Trevor Simpson practices his lay up shot during the Kemmerer Rangers practice on Thursday, Nov. 15.
GAZETTE PHOTO/Rikki Rogers
KEMMERER — As the weather gets colder, things are warming up for the Rangers’ basketball team inside the gym.
This will be the second year for head coach Phillip Thatcher to lead the boys. Coach Thatcher is no stranger to Kemmerer. He went to school in Kemmerer from the age of 12 and participated in all sports while growing up.
After attending the University of Wyoming, Thatcher moved back to Kemmerer with his wife Shelby; they have six children together.
Now, you can’t just walk into a head coaching job for the Rangers. There are two different ways to land the job.
The first is to come out of college with classes like “prevention of injury” and also “theory of basketball,” or whatever sport you’re focused on. These classes teach you strategies for the sport.
The second way is to be an assistant in a sport for at least two years.
Thatcher has been teaching history for 10 years at the high school and middle school levels. During that time he has assisted or been head coach in football, boys and girls basketball and track and field in both middle school and high school.
“I bit off more than I could chew,” said Thatcher. “I was coaching four sports a year. I had to cut back, so I chose basketball.”
When asked why he coaches, Thatcher explained, “I’ve always wanted to work with kids and I’ve always liked sports.”
Thatcher’s philosophy on the game is that sports are there to teach children.
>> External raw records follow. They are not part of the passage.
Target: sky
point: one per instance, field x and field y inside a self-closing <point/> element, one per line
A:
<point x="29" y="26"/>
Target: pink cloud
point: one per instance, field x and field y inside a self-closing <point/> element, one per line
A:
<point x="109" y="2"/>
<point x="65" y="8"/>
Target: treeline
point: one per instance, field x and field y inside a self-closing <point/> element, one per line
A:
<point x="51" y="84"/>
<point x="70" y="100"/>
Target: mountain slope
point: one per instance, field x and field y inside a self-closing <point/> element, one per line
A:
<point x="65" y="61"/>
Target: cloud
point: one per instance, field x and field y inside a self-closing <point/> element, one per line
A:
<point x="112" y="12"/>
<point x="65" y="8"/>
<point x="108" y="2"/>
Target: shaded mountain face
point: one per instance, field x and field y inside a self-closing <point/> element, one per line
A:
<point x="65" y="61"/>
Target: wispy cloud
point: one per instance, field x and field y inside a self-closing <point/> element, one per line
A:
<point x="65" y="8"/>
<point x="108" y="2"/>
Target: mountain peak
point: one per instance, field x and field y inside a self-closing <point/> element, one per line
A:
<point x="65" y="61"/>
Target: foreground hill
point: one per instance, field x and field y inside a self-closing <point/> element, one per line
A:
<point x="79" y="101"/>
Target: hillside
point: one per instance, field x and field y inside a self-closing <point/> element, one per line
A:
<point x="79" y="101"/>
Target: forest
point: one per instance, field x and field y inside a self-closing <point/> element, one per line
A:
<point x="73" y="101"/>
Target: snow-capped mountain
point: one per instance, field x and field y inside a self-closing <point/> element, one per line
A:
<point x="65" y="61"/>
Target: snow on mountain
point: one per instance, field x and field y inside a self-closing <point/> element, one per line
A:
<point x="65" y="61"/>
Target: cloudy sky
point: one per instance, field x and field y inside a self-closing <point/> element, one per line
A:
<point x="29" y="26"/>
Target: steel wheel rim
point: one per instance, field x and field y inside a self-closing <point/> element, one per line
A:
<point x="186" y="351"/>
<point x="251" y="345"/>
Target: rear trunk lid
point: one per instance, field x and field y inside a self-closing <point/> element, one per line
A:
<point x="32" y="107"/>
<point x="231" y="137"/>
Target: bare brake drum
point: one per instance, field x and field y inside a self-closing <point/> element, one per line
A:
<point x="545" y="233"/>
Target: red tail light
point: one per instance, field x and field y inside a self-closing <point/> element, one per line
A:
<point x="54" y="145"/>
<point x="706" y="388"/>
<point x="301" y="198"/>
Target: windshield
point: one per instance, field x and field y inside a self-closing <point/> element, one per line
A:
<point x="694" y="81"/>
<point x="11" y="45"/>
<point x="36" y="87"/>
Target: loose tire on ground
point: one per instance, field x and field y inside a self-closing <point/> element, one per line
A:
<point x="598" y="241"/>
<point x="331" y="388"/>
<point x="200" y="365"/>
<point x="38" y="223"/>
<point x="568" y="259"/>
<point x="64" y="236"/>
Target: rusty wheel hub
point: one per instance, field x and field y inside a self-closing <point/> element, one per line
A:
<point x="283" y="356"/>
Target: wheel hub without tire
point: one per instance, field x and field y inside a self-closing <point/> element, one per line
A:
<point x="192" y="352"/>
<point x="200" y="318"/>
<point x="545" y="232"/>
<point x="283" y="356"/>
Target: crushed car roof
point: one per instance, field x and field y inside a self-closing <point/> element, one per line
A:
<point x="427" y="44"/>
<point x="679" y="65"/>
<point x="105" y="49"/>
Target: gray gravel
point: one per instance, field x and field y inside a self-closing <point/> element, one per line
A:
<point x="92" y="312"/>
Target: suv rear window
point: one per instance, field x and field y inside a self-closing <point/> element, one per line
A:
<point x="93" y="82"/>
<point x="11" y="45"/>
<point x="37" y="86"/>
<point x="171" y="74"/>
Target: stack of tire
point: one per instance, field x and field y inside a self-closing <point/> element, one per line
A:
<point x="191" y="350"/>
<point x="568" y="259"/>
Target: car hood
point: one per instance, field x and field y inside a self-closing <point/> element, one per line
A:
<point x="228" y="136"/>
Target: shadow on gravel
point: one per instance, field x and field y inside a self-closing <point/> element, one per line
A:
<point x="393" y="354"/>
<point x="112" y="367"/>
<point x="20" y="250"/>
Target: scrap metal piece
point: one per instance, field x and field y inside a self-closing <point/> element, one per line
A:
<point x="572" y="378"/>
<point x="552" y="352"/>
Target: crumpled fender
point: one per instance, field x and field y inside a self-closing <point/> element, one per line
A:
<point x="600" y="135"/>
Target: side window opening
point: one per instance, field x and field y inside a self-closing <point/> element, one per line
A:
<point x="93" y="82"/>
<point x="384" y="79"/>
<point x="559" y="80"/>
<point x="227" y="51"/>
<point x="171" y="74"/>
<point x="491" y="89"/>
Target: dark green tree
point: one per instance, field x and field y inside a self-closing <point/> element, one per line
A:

“Sports provide opportunities for kids to not only improve physical talents and abilities, but to help them develop social communication to develop dealing with adversity and to set goals and achieve them.”
Sports aren’t just physical; if they were, a lot more people would do it.
“There is so much more pressure — especially when you get up into the varsity level,” Thatcher said. “It takes cooperation and self-sacrifice if your team is going to succeed.”
Thatcher puts a lot of emphasis on education and holds it above the sport, especially at the varsity level.
“It is more important to get a diploma than a state title. Don’t get me wrong, I like state titles, I’ve been part of a couple and it is a great accomplishment,” said Thatcher. “But it doesn’t mean anything if the kid doesn’t get through high school.”
He holds the kids accountable to more than just eligibility requirements. If anyone has a “D” or “F” there is more conditioning during practice as discipline. Those that struggle in school are taken into account.
Thatcher also admires those that put forth extra effort — that doesn’t get overlooked.
“If the kids are working hard we can deal with whatever the end result of the game is,” Thatcher replied. “If the kids will give me everything they’ve got, I will do the same.”
Only two kids with any varsity experience are returning to the team this season; there are eight freshmen and the rest played JV. The freshmen are going to very busy with 14 games in the season, for which assistant coach Matt Stewart will be traveling and coaching. Most will be sitting and playing in the JV games; some will be sitting on the varsity bench.
Thatcher predicts that the team has a good chance to go into state play within the top three even though the team lost a great group of seniors last year.
“These kids have come in and absolutely given me a new motivation to do big things,” he said. “With Wyoming Indian and Lovell being the two teams that returned the most talent this year and also finishing one and two last year, they are looking like the team to beat.”
“We are going to have some learning moments, especially early in the season when we are playing a lot of 3A and 4A teams,” he continued. “I think it will take about three weeks to figure things out and find our identity. My goal would be to split with the Wyoming Indians. We have the kids that can run with them,” said Thatcher. “I think we are going to be good and we have a chance if we play hard and keep people healthy.”